Microsoft Introduces “Ask Maxwell” to Personal Online Support

REDMOND, Wash., Dec. 16, 1999 — Sometimes the hardest part about searching for information online is determining what symbols and key words will return the most accurate results. Use the wrong combination, and you could easily end up with a long list of answers far different from what you were seeking.

To help consumers more easily find answers using its Personal Online Support site, Microsoft has implemented
“Ask Maxwell,”
a new online question-and-answer service. Ask Maxwell is designed to help consumers take the guesswork out of finding the most appropriate Microsoft technical support answer.

Ask Maxwell, which utilizes Ask Jeeves’ Corporate Question Answering Service, allows consumers to ask questions as if they were speaking to a real person. No technology lingo or strategic keywords are needed.
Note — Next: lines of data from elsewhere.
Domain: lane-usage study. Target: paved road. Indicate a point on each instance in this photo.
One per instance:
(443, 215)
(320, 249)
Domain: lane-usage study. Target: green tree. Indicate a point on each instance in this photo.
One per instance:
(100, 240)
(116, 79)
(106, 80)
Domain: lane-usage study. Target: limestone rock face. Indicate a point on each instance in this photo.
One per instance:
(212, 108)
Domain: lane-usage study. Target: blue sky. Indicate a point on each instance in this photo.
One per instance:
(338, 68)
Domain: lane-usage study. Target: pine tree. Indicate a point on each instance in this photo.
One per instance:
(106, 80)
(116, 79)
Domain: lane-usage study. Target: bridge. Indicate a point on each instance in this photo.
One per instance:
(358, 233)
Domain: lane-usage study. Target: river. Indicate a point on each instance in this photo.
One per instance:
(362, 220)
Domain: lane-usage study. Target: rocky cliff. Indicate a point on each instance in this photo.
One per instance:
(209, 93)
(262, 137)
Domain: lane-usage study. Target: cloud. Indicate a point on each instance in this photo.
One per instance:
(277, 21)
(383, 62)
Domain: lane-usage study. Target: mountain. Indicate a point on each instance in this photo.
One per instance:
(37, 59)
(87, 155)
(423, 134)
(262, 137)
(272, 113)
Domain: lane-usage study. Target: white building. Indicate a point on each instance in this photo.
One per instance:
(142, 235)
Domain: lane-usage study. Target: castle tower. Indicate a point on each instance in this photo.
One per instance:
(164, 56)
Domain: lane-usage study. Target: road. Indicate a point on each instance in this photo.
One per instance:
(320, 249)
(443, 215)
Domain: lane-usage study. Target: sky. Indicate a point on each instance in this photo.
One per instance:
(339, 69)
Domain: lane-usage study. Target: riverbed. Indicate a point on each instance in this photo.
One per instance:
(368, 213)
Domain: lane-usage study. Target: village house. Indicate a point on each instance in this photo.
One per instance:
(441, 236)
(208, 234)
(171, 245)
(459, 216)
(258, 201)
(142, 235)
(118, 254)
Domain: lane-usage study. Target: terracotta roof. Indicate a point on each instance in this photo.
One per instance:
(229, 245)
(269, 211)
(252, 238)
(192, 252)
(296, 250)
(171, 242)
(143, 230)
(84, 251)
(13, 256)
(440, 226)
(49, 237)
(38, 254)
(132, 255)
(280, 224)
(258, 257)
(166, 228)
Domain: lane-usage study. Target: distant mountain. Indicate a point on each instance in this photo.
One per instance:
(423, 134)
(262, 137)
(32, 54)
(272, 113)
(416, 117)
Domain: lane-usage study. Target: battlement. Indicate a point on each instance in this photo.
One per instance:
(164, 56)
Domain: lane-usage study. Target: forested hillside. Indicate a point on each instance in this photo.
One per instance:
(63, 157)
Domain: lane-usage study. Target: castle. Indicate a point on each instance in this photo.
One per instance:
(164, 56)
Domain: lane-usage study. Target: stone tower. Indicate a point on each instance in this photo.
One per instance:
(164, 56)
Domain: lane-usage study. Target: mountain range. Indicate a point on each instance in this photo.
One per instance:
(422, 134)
Instead, customers simply ask a question typed in plain English, such as
“How do I install programs using Windows 98?”

Once a customer submits a question, Ask Maxwell compares the question to an existing knowledge base of questions and answers, then returns a list of questions that most closely resembles the inquiry. The consumer simply clicks on the best match and Ask Maxwell guides them to the appropriate answer. This service helps customers navigate quickly and easily through the Microsoft knowledge base of more than 200,000 articles, said Denise Rundle, director of Microsoft Online Support.
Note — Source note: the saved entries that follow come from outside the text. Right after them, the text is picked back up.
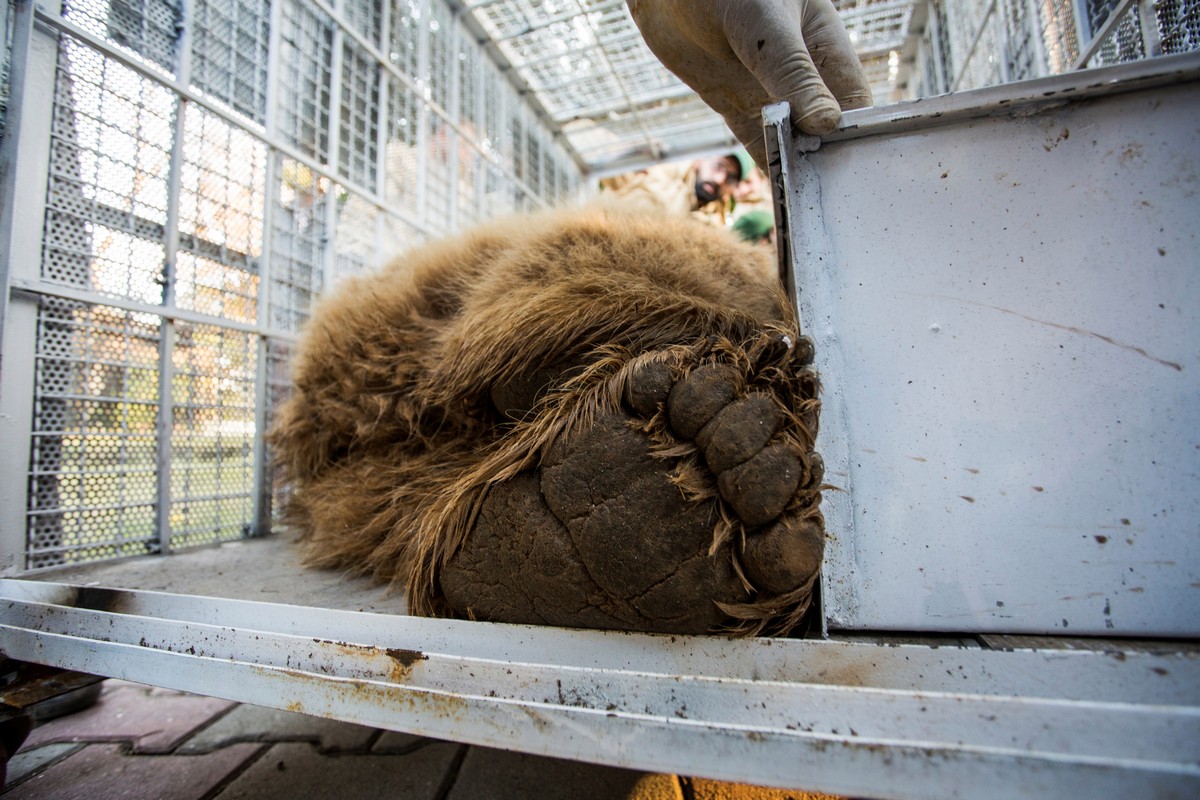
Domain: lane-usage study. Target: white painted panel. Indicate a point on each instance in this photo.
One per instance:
(1007, 317)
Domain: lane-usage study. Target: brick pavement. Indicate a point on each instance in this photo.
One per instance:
(139, 743)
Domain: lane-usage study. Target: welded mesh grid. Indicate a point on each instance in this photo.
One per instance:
(148, 28)
(5, 65)
(298, 244)
(359, 121)
(1020, 53)
(213, 434)
(231, 43)
(366, 17)
(94, 457)
(875, 25)
(1179, 24)
(107, 187)
(306, 61)
(253, 223)
(591, 70)
(1060, 34)
(442, 32)
(220, 218)
(1123, 42)
(405, 53)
“Our goal is to help consumers achieve the greatest success with Microsoft products,”
Rundle said.
“With Ask Maxwell, customers can ask questions as if they are speaking to a human being, a service especially helpful to novice users. This service puts consumers just two clicks away from the right information.”

Ask Maxwell currently provides answers to questions about the Windows 98 operating system and the majority of Microsoft’s consumer products, including games, hardware, reference tools and children’s products. Additional products — including the Outlook messaging and collaboration client, Outlook Express, Word, Excel, Internet Explorer browser software and the FrontPage Web site creation and management tool — will be added to Ask Maxwell during the next few months.

“Customer satisfaction is our No. 1 priority,”
Rundle said.
“Listening and acting on customer feedback is an important part of what makes our online support services successful.”

Customer feedback led Microsoft to first implement Ask Maxwell as a pilot program in May 1999. The Automated Personal Support Assistant provided customers with an easy way to find product support information exclusively for the Microsoft Windows 98 operating system, Rundle said. The success of the pilot, along with overwhelmingly positive feedback from consumers, led to the decision to expand the service, she said.

In addition to its question answering function, Ask Maxwell analyzes frequently asked questions and delivers that data to Microsoft through a regular reporting function. This feature will allow Microsoft to better understand and serve its online customers while improving the site in direct response to users’ needs, Rundle said.

Microsoft Product Support Services will continue to look for ways to simplify the online support experience for customers, Rundle said. In the meantime, Ask Maxwell is now available to assist consumers in their quest for the perfect technical support answer — no .gifs, LANs or BUS about it.